He put down the mail but couldn't resist adding a few words. "You don't sound as though you want to thank me. You sound as though you'd rather curse me. What do you have against mail? Do you realize that you're missing all the sweepstakes entries, chances to win a new boat or a house or maybe a hundred thousand dollars a year for life?"
She shrugged. Either she had absolutely no sense of humor or he'd interrupted something very important, although he couldn't for the life of him figure out what. He took stock of the scene. A notebook and a pencil were on the table, an orange tiger cat snoozed on the hearth rug, and the skunk, thank goodness, was not in evidence.
She shook her head as if to clear it. "I'm sorry," she said. "I was in the middle of something." She closed her eyes for a brief moment, only a second. When she opened them, he was arrested by the sadness revealed in their depths.
"Then it's time for me to be going." He zipped his light jacket and stuffed his hands deep into its pockets. "See you around, Cassie." He wheeled and jogged down the porch stairs, slowing his pace when he reached the road.
Clearly the task that he'd assigned himself was going to be more difficult than he'd expected. How in the world was he ever going to get her to respond to him?
* * *
After John disappeared from view, Cassie couldn't concentrate on her journal. She pushed it aside and sat on the floor next to the chair to sort her mail.
"Another letter from Morgana. I'd recognize her half printing, half writing anywhere," she told Tigger the tomcat, who looked bored.
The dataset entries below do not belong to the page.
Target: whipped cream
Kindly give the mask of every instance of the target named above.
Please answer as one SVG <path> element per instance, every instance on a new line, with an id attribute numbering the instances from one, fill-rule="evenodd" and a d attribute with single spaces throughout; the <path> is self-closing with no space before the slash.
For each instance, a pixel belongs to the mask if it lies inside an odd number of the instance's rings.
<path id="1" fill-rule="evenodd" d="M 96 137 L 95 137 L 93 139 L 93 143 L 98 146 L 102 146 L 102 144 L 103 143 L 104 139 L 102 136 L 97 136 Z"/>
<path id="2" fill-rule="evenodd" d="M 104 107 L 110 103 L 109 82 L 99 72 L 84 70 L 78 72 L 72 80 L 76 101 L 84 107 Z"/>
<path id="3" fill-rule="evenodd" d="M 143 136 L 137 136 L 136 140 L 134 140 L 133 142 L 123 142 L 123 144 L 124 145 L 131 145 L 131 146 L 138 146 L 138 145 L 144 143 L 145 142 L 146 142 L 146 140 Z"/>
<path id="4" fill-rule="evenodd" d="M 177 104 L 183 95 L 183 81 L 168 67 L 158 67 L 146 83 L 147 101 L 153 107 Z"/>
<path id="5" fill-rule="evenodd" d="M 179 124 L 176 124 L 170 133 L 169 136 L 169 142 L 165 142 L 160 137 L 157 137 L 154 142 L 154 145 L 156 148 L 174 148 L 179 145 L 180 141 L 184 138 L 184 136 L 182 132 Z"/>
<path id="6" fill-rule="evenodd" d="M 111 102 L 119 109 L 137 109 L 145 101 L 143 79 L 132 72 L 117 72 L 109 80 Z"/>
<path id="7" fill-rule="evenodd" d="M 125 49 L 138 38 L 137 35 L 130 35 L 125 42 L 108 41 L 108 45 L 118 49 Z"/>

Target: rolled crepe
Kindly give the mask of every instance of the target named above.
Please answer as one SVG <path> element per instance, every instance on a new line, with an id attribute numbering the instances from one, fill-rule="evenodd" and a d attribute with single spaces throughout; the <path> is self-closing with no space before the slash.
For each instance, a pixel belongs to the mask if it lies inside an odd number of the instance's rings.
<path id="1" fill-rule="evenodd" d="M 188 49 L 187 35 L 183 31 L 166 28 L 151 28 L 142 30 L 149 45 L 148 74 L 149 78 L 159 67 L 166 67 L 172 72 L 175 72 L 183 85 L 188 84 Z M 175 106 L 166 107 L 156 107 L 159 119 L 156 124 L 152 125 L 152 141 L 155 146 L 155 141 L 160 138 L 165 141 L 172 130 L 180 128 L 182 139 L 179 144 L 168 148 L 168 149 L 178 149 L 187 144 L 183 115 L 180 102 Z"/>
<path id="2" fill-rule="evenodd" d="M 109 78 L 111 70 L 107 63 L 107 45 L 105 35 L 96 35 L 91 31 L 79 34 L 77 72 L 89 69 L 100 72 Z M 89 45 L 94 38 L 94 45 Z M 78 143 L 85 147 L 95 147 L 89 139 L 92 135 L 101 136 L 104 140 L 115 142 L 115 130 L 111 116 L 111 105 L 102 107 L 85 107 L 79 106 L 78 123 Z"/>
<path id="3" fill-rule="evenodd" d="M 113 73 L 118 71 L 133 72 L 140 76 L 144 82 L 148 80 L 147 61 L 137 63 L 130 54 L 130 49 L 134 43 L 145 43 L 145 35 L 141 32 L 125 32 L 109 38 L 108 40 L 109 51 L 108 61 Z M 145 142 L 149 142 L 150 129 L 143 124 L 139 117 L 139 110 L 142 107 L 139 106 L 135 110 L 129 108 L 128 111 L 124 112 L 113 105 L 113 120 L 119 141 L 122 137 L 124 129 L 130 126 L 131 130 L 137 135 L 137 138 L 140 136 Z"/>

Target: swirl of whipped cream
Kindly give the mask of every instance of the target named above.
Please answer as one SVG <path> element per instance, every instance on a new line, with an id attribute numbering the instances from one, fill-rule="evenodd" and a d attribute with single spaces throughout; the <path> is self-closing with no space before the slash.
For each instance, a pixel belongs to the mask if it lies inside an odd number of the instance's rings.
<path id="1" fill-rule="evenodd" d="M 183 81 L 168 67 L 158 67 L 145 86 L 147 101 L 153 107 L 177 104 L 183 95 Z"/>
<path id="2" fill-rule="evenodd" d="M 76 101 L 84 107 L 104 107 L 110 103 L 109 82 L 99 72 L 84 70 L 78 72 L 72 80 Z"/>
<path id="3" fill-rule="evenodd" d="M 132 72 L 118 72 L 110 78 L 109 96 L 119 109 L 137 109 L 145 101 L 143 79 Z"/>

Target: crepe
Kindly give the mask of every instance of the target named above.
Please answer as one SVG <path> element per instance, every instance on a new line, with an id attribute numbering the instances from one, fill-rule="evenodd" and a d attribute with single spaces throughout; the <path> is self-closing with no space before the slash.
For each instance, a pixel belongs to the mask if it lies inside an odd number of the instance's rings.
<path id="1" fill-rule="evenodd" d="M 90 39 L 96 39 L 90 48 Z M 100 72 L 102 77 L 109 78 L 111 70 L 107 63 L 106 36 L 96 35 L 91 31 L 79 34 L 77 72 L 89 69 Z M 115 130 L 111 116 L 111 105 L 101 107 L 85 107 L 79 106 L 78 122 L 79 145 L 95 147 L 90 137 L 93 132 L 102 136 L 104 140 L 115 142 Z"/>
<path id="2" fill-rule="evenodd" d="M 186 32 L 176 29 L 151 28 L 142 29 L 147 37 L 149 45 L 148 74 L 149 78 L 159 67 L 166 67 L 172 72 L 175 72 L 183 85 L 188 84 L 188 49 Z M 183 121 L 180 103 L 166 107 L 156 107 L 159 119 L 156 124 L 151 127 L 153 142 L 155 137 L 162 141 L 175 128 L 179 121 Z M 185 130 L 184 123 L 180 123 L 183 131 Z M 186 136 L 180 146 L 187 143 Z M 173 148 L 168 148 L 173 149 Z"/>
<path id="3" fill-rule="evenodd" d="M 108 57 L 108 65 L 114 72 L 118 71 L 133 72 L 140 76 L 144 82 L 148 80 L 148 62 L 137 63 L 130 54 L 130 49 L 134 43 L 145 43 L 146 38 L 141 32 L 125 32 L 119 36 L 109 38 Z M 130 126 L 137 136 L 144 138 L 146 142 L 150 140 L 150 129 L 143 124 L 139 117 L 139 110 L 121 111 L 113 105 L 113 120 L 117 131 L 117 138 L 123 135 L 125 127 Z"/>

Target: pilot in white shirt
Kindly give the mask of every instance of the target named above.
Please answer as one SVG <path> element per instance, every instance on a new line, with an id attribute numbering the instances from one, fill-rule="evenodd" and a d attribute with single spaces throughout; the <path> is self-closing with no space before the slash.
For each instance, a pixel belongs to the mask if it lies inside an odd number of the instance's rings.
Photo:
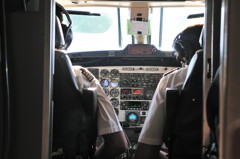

She sorted through the magazines, which she chucked into a wicker basket. The latest issues of Billboard joined the others. There were circulars, letters, and squarish envelopes that contained wedding or graduation invitations. These were all reminders of the life she had given up. None of these correspondents believed she planned to stay on Flat Top Mountain.
She had no intention of leaving. Her life was here now, and every time she began to understand where she had been in relation to where she was going, something from outside intruded. Mail was the worst annoyance of all. A big plus of living on Flat Top Mountain was that cell phones didn't work here. She had no internet service. She owned no television, no radio, nothing that could pull her out of herself.
And now not only the mail had intruded, but John Howard bringing the mail. Why didn't he just go away? She was doing fine all by herself.
John Howard. Those eyes sparkling at her, wanting to make jokes, and his immediate kindness when he realized that her mood was not congenial. He'd shown both understanding and patience, she admitted grudgingly as she tossed aside unopened letters to use as fireplace tinder and stuffed others in the bottom of Gran's antique chifforobe. She threw the rest of them over near Bertrand's box.
"You can make short order of those," she said when the skunk poked a curious black nose up from his blanket of wood shavings. Bertrand just loved to tear up paper.
Slowly Cassie stood and went back to her journal, delving inside herself for inner peaceful feelings. She'd almost been in touch with them and ready to commit them to paper. But that was before John Howard had arrived uninvited. Today, seeing him in those brief running shorts, each muscle of thigh and calf clearly defined beneath a furring of soft hair, his rugged sensuality had teased her dormant senses.
Being celibate meant being in charge; it meant you didn't feel weak when a man looked at you in a certain way or go wobbly in the knees when he touched your arm.
Oh, John Howard, she thought, not ready to re-experience the wealth of her body or discover the pleasures of anyone else's. Go away. Nothing can come of this. Nothing. Nothing.
* * *
He brought the mail every day. She saw him sometimes from where she hid behind Gran's crocheted curtains, but all he did was deposit her mail on the cane-bottom hickory rocking chair and lope away, whistling a tuneless tune. If she happened to be outside, he'd do his best to strike up a conversation, but on those occasions she accepted the mail with as few words as possible and disappeared into the house as soon as she could.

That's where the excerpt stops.